O grupo de manifestantes que à entrada do circuito de Madrid, e quando faltavam 58 quilómetros para terminarem os 108 da 21.ª etapa da Volta a Espanha, travou alguns ciclistas, só antecipou o inevitável. Uma multidão calculada em 100 mil pessoas invadiu a Gran Vía e obrigou a cancelar a última etapa. A festa de Jonas Vingegaard, João Almeida e Tom Pidcock, os três primeiros de uma corrida conturbada, ficou limitada aos abraços e brindes com champanhe dos primeiros metros.
Na hora do balanço, ficou provado que Jonas Vingegaard é o segundo maior voltista da atualidade, recuperando com um triunfo da derrota no Tour ante Tadej Pogacar e avisando de imediato que pretende vencer o Giro. Mas, para os portugueses, a corrida marcada pelos protestos contra a equipa de Israel teve quase só um nome: João Almeida. Aos 27 anos, o caldense igualou o melhor resultado de sempre de um corredor nacional numa Grande Volta, o segundo lugar de Joaquim Agostinho na Vuelta de 1974, quando tinha 31 anos, provando ser capaz de superar o palmarés da maior glória do ciclismo lusa, apesar de, tal como o homem de Brejenjas, ter de lidar com superestrelas – este enfrentou Merckx, Ocaña e depois Hinault –, Almeida tem Pogacar e Vingegaard a tapar-lhe o sol.
A corrida espanhola acabou por ser um duelo entre os dois únicos verdadeiros candidatos – Tom Pidcock e Jai Hindley travaram outro pelo terceiro lugar –, umas vezes criticado pelo conservadorismo do dinamarquês, que temeu sempre acusar o cansaço do segundo lugar no Tour, outras pelas reduções das etapas geradas pelos protestos pró-Palestina.
Só entediante na aparência, a Vuelta teve os dois da frente a ganharem ou perderem tempo em dez de 20 etapas, sete vezes a favor de Vingegaard, que começou a decidir a corrida em Valdezcaray (ganhou 30 segundos), amealhou no final antecipado de Bilbau (12s) e rematou na Bola del Mundo (32s). Almeida recuperou nos dois contrarrelógios, o individual encurtado de 27 para 12 km, e ao triunfar no Angliru. Poderá queixar-se da falta da equipa em Valdezcaray, onde uma perseguição coletiva apanharia o dinamarquês, e da redução do traçado no “crono” de Valladolid, mas isso nunca anularia o total de 76 segundos de atraso. A UAE Emirates não fez boa figura ao apostar na conquista de (sete) etapas – e ao convocar um Juan Ayuso que não ajuda colegas –, mas o resultado final valida a tática.

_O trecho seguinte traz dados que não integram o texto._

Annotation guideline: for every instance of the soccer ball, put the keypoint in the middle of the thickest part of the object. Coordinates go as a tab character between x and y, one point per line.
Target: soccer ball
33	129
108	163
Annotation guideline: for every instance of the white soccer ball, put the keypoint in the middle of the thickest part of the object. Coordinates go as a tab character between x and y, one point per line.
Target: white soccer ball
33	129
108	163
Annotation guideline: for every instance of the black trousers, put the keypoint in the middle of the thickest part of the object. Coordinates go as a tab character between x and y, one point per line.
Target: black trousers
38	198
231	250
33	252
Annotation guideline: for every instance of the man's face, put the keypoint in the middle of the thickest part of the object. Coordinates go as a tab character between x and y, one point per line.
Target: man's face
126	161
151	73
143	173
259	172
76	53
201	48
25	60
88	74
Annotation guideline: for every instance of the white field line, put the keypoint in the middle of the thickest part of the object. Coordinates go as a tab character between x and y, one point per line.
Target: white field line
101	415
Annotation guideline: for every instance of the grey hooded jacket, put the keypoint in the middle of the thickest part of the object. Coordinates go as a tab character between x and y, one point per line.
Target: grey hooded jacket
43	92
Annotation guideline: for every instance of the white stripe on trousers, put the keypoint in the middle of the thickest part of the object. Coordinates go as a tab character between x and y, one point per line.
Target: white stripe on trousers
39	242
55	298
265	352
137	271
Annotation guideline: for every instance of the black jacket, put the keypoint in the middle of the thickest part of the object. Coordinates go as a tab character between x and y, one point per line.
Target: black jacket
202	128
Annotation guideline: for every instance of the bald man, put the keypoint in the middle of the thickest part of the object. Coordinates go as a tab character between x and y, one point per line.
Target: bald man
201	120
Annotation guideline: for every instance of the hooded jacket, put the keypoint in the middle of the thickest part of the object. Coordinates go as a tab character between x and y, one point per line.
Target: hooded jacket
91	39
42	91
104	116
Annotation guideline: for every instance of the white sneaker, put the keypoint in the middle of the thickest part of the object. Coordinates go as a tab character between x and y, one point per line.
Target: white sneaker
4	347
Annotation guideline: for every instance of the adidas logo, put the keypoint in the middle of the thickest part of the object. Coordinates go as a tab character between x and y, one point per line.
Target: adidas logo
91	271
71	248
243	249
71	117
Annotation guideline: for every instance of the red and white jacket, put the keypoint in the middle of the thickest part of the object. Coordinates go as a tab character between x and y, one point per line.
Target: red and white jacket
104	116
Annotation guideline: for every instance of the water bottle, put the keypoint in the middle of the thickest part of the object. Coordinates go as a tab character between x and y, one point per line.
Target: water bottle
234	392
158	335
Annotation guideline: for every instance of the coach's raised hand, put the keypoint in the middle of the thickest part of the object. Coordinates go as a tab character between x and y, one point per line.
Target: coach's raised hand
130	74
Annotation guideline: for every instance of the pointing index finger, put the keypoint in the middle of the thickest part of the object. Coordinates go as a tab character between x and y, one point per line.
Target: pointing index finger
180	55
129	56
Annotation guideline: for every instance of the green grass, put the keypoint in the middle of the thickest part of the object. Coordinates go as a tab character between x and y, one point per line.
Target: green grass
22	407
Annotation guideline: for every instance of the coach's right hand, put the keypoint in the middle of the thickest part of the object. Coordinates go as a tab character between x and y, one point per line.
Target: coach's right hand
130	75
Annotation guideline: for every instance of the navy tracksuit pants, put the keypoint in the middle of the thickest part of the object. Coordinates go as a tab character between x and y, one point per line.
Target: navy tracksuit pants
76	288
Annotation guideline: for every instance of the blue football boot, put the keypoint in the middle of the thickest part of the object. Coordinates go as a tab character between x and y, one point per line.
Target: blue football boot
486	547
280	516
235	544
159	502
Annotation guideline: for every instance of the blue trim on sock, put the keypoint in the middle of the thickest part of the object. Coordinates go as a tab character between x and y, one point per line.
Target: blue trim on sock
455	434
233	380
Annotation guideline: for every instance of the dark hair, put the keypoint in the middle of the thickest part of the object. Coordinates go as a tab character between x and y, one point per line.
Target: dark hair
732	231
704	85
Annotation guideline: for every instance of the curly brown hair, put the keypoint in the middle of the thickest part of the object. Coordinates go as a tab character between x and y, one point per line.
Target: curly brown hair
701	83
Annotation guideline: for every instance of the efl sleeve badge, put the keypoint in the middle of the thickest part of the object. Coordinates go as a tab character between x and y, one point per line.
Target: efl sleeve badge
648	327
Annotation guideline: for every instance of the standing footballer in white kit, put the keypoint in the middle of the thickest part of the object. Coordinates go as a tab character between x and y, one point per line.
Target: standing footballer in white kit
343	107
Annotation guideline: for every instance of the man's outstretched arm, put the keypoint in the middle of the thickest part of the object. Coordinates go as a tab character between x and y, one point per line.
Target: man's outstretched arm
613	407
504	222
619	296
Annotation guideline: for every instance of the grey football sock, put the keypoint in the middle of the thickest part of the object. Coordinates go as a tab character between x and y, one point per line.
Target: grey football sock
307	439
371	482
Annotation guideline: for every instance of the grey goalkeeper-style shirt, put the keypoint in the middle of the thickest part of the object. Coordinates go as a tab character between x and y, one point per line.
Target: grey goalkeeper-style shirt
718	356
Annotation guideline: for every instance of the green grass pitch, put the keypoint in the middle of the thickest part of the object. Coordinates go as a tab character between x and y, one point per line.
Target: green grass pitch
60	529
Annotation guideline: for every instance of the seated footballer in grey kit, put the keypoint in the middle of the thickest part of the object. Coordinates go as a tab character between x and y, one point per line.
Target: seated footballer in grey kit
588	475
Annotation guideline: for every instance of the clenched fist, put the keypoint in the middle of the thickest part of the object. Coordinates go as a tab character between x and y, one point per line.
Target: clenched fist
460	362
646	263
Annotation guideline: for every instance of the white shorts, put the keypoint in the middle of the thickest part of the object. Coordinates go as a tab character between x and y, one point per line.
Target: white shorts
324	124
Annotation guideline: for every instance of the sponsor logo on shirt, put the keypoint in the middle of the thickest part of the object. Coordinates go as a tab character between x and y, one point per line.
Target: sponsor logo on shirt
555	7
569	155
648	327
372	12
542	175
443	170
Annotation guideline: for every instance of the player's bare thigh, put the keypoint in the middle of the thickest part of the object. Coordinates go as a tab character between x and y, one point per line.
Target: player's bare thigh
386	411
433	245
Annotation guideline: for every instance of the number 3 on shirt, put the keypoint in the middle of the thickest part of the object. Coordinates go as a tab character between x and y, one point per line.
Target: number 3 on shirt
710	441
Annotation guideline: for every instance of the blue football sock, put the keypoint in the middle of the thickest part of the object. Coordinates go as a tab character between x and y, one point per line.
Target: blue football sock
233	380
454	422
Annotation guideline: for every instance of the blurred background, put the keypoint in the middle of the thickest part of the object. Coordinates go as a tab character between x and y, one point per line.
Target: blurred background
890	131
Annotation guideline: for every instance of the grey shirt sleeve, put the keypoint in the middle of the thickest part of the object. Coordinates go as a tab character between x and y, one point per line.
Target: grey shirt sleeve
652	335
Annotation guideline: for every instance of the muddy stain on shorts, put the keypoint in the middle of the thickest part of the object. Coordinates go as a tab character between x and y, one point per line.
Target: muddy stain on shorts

Agostinho segundo durante o 25 de Abril
Curioso é encontrar, 51 anos depois, paralelos entre o segundo lugar de Almeida e o de Agostinho. O “Ayuso” deste chamava-se Luis Ocaña, era seu chefe de fila na Bic, correu doente e na 13.ª etapa o português teve de o esperar, perdendo 1m41s para José Manuel Fuente, que pareceu ter a Vuelta controlada a partir daí. Mas no último dia, um contrarrelógio de 35,9 km em San Sebastian, Agostinho deixou-o a 2m24s e perdeu por 11 segundos. Uma diferença curta e polémica, pois sempre se constou que Fuente perdera ainda mais tempo e que os espanhóis, na altura sob a ditadura de Franco e de relações tensas com Portugal, que tivera a Revolução de Abril dias antes – a Vuelta disputava-se então na primavera e começara a 23 de abril de 1974 –, nunca poderiam deixar ganhar um corredor do país vizinho.